On se contente prudemment  d’évoquer des généralités : peser plus ensemble sur l’Etat, avoir une approche plus globale sur le foncier, le logement, l’emploi, les transports… en évitant les dossiers concrets pour les audoniens[4].

Curieusement l’adhésion tant de fois repoussée n’ a désormais que des avantages. Rapports de forces, pouvoir partagé, éloignement des centres de décisions, péréquation des ressources financières… les inconvénients sont peu ou pas disséqués ni même exposés. Ils ont en fait  brutalement disparus.

Favorables à la construction d’une solidarité territoriale et à un développement partagé, même les partisans convaincus de l’intercommunalité sont pour beaucoup affligés par cette consultation en trompe l’œil sans projet clair pour notre ville.

Certains regretteraient presque une bonne campagne d’information simplement suivi d’un vote du Conseil municipal tandis que d’autres, irrités, envisagent de s’abstenir ou de voter négativement pour sanctionner le Maire et ses pratiques.

Rassurons nous, sauf coup du sort, l’organisation de ce scrutin ne laissera pas de place à l’incertitude. Malgré une abstention massive, le oui devrait l’emporter très largement.

Après les agents questionneurs payés au formulaire[5] on aura sans aucun doute les agents recruteurs incitant à aller voter. La « votation » se déroulant sur quatre jours[6], les têtes en l’air seront facilement rattrapés par la manche. Quant à la régularité de bout en bout des opérations de vote, malgré le contrôle d’un huissier (réclamé ici) un petit doute subsiste. Le seul enjeu demeure le niveau de la  participation des audoniens.

L’idéal serait évidemment de faire beaucoup mieux que les citoyens de l’Ile Saint-Denis et Stains consultés en 2002 sur l’entrée de leur ville dans Plaine Commune[7]. Jacqueline ROUILLON, qui n’a pas lésiné sur les moyens ni ménagé sa peine pourrait, ainsi se décerner un brevet de respectabilité démocratique.

Un plus pour cette nouvelle convertie avec une escarcelle bien remplie, en « Fase » avec l’actuel Président actuel de Plaine Commune et qui pourrait peut-être guigner sa succession.

EPS

 



[1] Clichy, Gennevilliers, Asnières, Colombes…

[2] au demeurant beaucoup plus à l’aise et convaincant dans les réunion publiques que notre Maire

[3] l’adhésion n’est d’ailleurs pas assortie de « conditions », il faut à priori, surtout en fin de parcours, accepter les compétences existantes transférées et le mode de fonctionnement

[4] contrairement par exemple à la campagne en faveur du oui par la ville de Stains : « aménagement des deux pôles gares, requalification de l’avenue de Stalingrad, réhabilitation de la cité jardins »…

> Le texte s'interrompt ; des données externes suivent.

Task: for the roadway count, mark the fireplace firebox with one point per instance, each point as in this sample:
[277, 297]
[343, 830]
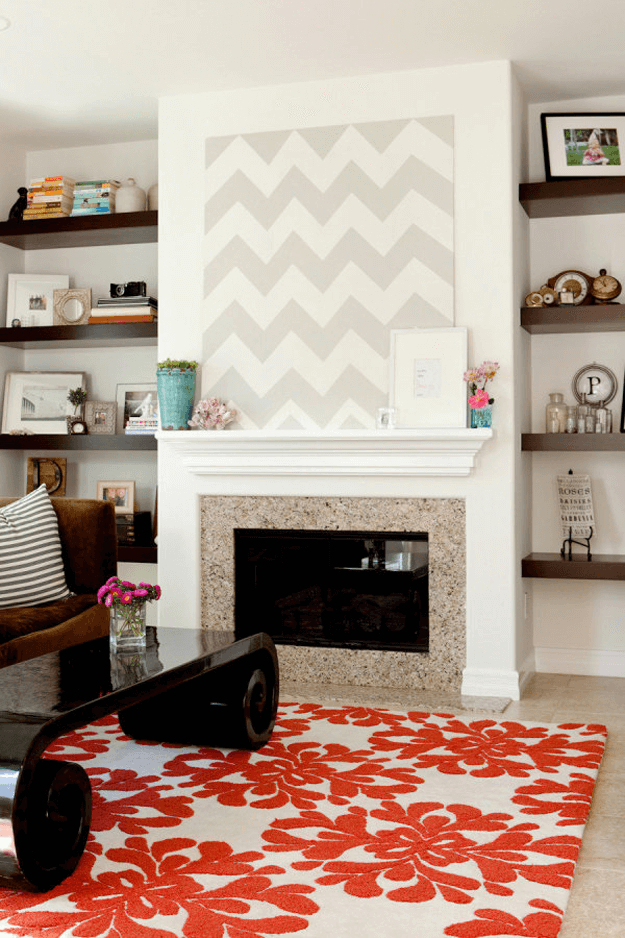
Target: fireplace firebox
[347, 589]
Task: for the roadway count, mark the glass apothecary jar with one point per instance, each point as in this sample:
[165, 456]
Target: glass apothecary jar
[556, 414]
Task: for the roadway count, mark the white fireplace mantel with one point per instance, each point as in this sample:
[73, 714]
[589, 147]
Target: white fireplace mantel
[383, 453]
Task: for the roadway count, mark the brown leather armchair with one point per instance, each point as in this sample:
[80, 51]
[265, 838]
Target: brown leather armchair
[89, 545]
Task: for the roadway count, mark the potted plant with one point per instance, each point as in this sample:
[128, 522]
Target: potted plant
[175, 385]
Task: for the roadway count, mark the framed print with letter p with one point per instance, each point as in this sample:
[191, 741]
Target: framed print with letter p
[427, 368]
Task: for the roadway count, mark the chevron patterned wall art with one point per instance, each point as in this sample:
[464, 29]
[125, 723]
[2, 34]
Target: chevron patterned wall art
[317, 243]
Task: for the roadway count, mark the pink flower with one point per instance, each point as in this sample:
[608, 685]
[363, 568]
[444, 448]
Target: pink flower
[479, 399]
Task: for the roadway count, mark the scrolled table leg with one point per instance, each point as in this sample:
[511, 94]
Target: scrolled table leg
[233, 706]
[51, 818]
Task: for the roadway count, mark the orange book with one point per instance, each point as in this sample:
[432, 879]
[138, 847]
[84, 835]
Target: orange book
[145, 318]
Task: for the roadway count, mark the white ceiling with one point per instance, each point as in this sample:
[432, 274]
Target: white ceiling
[79, 72]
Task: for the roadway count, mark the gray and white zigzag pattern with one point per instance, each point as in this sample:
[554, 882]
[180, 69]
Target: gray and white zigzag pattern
[317, 243]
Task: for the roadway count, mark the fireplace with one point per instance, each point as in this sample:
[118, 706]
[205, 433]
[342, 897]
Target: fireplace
[397, 519]
[334, 589]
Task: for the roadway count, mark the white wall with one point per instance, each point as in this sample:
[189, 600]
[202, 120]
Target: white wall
[522, 492]
[578, 626]
[480, 98]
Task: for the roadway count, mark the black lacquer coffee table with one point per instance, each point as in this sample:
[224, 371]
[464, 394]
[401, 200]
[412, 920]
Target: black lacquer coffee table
[189, 686]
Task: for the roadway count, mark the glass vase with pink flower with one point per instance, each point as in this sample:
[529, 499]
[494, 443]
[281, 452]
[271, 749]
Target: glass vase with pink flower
[480, 401]
[127, 603]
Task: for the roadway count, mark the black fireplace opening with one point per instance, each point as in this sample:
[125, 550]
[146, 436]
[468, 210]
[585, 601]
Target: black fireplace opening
[354, 589]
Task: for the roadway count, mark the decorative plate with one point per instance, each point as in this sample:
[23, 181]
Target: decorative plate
[597, 382]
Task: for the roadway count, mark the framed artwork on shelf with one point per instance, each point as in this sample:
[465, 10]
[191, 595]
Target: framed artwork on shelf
[582, 145]
[30, 298]
[37, 401]
[122, 494]
[100, 416]
[427, 368]
[135, 400]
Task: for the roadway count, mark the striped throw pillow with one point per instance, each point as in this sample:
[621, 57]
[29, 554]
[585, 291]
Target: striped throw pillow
[31, 564]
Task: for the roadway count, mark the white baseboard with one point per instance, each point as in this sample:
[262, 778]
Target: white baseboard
[486, 682]
[526, 670]
[591, 661]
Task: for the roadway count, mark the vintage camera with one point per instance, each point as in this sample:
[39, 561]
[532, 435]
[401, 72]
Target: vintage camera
[132, 288]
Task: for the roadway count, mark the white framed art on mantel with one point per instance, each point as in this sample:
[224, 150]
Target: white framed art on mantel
[426, 381]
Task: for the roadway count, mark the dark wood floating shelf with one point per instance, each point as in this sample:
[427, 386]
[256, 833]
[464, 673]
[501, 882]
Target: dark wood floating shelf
[555, 567]
[603, 196]
[61, 441]
[573, 442]
[137, 554]
[82, 231]
[608, 317]
[105, 334]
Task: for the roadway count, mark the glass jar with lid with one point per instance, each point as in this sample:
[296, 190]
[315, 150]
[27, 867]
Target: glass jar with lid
[556, 414]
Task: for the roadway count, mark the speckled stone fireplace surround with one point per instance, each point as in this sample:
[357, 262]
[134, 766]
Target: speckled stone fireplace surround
[443, 519]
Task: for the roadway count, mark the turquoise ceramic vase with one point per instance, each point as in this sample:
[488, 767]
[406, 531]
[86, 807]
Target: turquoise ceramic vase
[176, 394]
[481, 417]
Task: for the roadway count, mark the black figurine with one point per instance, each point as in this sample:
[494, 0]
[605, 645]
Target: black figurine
[17, 210]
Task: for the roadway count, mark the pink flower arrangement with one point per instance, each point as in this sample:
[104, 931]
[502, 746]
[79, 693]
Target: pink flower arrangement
[131, 599]
[125, 593]
[212, 414]
[477, 379]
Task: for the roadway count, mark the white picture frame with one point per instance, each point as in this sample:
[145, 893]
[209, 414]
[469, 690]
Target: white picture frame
[129, 399]
[121, 494]
[567, 138]
[30, 298]
[36, 401]
[427, 388]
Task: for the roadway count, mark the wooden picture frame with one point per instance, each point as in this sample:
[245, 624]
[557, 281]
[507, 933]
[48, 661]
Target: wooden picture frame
[122, 494]
[37, 402]
[427, 367]
[569, 144]
[100, 416]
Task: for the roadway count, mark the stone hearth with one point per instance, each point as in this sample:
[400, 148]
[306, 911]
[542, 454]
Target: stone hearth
[443, 519]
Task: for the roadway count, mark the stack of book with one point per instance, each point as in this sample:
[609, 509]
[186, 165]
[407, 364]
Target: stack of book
[134, 530]
[50, 197]
[95, 197]
[125, 309]
[138, 425]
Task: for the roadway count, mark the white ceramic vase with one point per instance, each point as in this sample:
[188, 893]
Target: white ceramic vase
[130, 197]
[153, 198]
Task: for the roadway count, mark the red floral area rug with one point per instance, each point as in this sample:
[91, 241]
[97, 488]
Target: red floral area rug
[349, 823]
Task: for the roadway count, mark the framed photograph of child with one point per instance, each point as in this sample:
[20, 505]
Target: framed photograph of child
[121, 494]
[583, 145]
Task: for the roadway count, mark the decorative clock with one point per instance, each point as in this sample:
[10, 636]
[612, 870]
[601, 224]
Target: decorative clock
[77, 426]
[605, 288]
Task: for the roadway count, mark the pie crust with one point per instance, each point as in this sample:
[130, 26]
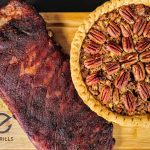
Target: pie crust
[96, 106]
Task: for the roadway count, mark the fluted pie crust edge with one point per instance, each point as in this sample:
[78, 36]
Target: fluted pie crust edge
[96, 106]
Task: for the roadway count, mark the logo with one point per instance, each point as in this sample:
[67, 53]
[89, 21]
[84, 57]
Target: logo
[3, 122]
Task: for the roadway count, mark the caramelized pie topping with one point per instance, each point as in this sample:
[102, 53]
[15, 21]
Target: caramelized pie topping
[115, 60]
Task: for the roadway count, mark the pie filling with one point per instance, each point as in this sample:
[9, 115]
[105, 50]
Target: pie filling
[115, 60]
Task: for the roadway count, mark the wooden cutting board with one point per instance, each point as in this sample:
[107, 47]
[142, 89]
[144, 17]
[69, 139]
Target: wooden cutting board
[64, 26]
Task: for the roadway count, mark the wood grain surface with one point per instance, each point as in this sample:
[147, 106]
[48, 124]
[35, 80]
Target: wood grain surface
[64, 25]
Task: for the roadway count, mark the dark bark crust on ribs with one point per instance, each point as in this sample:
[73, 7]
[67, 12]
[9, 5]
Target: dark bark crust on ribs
[36, 85]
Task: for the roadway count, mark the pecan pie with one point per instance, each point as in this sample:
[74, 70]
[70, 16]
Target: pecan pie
[110, 62]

[5] de la une coûteuse enquête « Harris « nous révélant doctement de vraies vérités générales dans un show médiatique du Maire avec le chauffeur de salle d’une agence de com.

[6] et 3 nuits pendant lesquelles les 10 urnes seront sécurisées.

[7] Pour mémoire :

Stains :  24% de votants (76% d’abstentions). 84% des exprimés pour le oui (soit 20% des inscrits)

L’Ile St-Denis : 28 % de votants (72% d’abstentions). 85% des exprimés pour le oui (soit 23% des inscrits).